Yang, Zehan; Wang, HaiYing; Yan, Jun.
Afiliación
  • Yang Z; Department of Statistics, University of Connecticut, Storrs, Connecticut, USA.
  • Wang H; Department of Statistics, University of Connecticut, Storrs, Connecticut, USA.
  • Yan J; Department of Statistics, University of Connecticut, Storrs, Connecticut, USA.
Stat Med ; 2024 Aug 20.
Article en En | MEDLINE | ID: mdl-39162171
ABSTRACT
Subsampling is a practical strategy for analyzing vast survival data, which are progressively encountered across diverse research domains. While the optimal subsampling method has been applied to inferences for Cox models and parametric accelerated failure time (AFT) models, its application to semi-parametric AFT models with rank-based estimation have received limited attention.
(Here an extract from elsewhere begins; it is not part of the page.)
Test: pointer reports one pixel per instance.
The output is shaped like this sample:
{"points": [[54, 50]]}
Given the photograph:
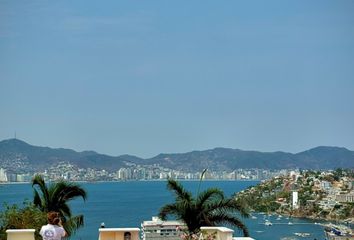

The challenges arise from the non-smooth estimating function for regression coefficients and the seemingly zero contribution from censored observations in estimating functions in the commonly seen form. To address these challenges, we develop optimal subsampling probabilities for both event and censored observations by expressing the estimating functions through a well-defined stochastic process. Meanwhile, we apply an induced smoothing procedure to the non-smooth estimating functions. As the optimal subsampling probabilities depend on the unknown regression coefficients, we employ a two-step procedure to obtain a feasible estimation method. An additional benefit of the method is its ability to resolve the issue of underestimation of the variance when the subsample size approaches the full sample size. We validate the performance of our estimators through a simulation study and apply the methods to analyze the survival time of lymphoma patients in the surveillance, epidemiology, and end results program.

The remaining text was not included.